It does have a steel bowl and a brass hook. Once we clean the rust out of the bowl, oil it up and clean the hook are there any operational, logistical, or regulatory issues facing us? Like I said, we can get it for a very good price.
why not just buy a new bowl and hook? I got an old shredder to go onto my mixer, it was a bit rusted, we got the rust off of it but the aluminum seems to rub off onto whatever touches it. Your fingers, the food… everything.
A new (stainless) bowl can be had for approx. $2300.
That would take the deal well out of the range of a “good price”. We didn’t bother to ask the cost of a new hook.

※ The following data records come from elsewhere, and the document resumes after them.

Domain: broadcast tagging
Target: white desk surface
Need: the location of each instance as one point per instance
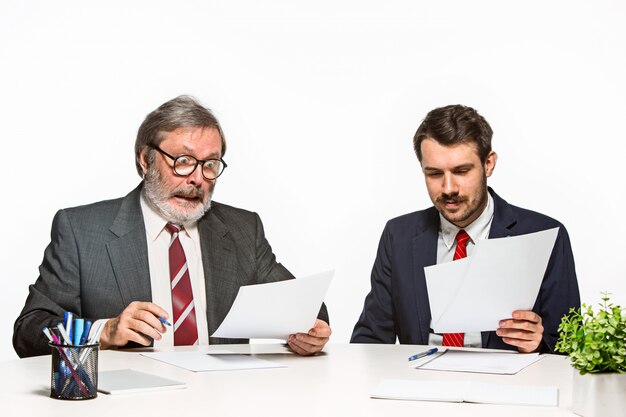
(336, 383)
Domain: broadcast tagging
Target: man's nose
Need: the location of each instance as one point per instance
(196, 177)
(449, 184)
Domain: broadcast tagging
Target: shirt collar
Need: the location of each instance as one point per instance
(155, 223)
(478, 229)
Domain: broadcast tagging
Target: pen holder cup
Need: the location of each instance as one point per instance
(74, 374)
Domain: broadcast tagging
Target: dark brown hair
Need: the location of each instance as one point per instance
(454, 124)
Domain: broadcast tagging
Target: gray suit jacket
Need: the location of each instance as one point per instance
(97, 263)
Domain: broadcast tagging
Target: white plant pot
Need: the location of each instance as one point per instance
(599, 395)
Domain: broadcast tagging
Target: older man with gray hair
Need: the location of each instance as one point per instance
(165, 251)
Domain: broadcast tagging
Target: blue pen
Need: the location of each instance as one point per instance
(68, 319)
(423, 354)
(79, 325)
(86, 331)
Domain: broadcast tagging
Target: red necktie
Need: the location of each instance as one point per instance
(185, 329)
(456, 339)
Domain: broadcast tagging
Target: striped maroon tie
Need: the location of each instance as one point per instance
(456, 339)
(185, 329)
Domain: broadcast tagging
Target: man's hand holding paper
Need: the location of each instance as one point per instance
(523, 330)
(494, 289)
(311, 342)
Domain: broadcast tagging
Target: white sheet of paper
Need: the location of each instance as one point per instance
(212, 361)
(130, 381)
(277, 309)
(466, 391)
(501, 275)
(502, 363)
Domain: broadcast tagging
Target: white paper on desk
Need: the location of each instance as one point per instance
(485, 362)
(501, 275)
(130, 381)
(277, 309)
(466, 391)
(212, 361)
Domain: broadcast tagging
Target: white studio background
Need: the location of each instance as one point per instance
(319, 102)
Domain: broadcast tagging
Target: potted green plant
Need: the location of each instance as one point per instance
(595, 342)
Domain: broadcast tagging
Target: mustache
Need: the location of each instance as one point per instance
(450, 198)
(192, 192)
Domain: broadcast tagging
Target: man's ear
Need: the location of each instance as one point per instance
(490, 163)
(143, 160)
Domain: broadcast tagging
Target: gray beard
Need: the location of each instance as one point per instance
(158, 200)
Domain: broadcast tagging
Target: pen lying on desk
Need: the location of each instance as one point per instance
(423, 354)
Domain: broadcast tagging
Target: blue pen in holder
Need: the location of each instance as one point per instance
(74, 374)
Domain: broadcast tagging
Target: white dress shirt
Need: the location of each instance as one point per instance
(158, 260)
(446, 246)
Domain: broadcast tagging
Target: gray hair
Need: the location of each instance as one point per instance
(182, 111)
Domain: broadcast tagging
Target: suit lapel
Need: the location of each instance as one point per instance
(129, 252)
(219, 261)
(502, 225)
(424, 254)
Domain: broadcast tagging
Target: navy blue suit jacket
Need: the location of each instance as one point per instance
(397, 305)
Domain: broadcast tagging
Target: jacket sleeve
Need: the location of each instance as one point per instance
(559, 289)
(268, 270)
(56, 290)
(376, 323)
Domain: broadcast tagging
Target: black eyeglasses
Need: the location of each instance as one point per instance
(185, 165)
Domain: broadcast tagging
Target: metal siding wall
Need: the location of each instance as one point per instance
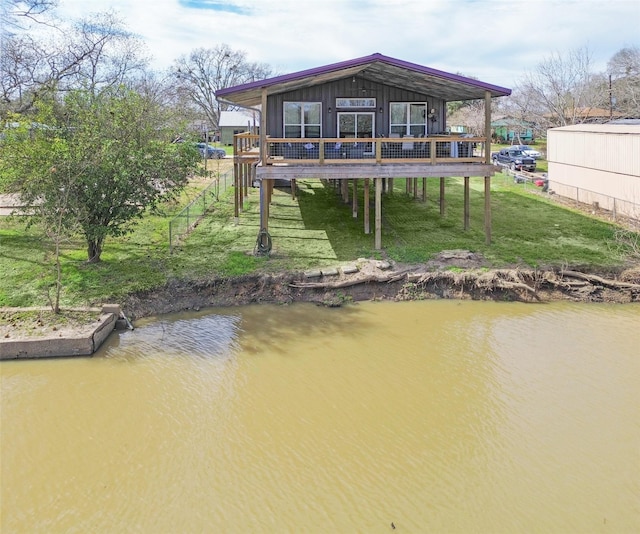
(612, 152)
(596, 167)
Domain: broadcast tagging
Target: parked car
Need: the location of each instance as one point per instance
(211, 152)
(516, 160)
(528, 150)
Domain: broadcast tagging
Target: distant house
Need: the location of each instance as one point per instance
(597, 164)
(235, 122)
(595, 115)
(512, 130)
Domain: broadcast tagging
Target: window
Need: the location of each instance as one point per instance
(302, 119)
(408, 118)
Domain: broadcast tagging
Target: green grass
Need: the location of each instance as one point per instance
(315, 230)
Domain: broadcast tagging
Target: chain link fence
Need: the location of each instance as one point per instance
(189, 216)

If it works, as is, what issues should we expect to deal with? Any of the equipment gurus care to chime in? We don’t have thousands of $$ to spend on a new mixer, and can continue to struggle along with our 10-qt (yes, 10-quart) mixer for a while. Pizza is not our main attraction but is becoming more and more popular. Eventually we’ll need something bigger, but in the meantime this opportunity dropped into our lap.
Here’s my take.
Ditch the brass dough hook and get a reverse spiral dough hook, that is IF you can find one that will fit. Find a Hobart attachment from a 80-quart mixer (it doesn’t need to be a hook) and see if it fits, if it does, a Hobart bowl may also fit. Again, borrow one to check it out. If it doesn’t fit, save your money. If you’re under the gun for a larger mixer, you can pick up a good VCM for 2K or less. Just make sure the VCM has a DULL blade for mixing dough. The sharp blade is for cutting veggies and cheese. Then, you can always buy a planetary mixer later, and save the VCM for cutting cheese and making sauce.
Tom Lehmann/The Dough Doctor
What’s a very good price on this item? I just sold a fully functional 80 quart Hobart with a really nice stainless bowl and reverse spiral hook on Ebay for $1600. There are plenty of deals on used Hobarts if you look.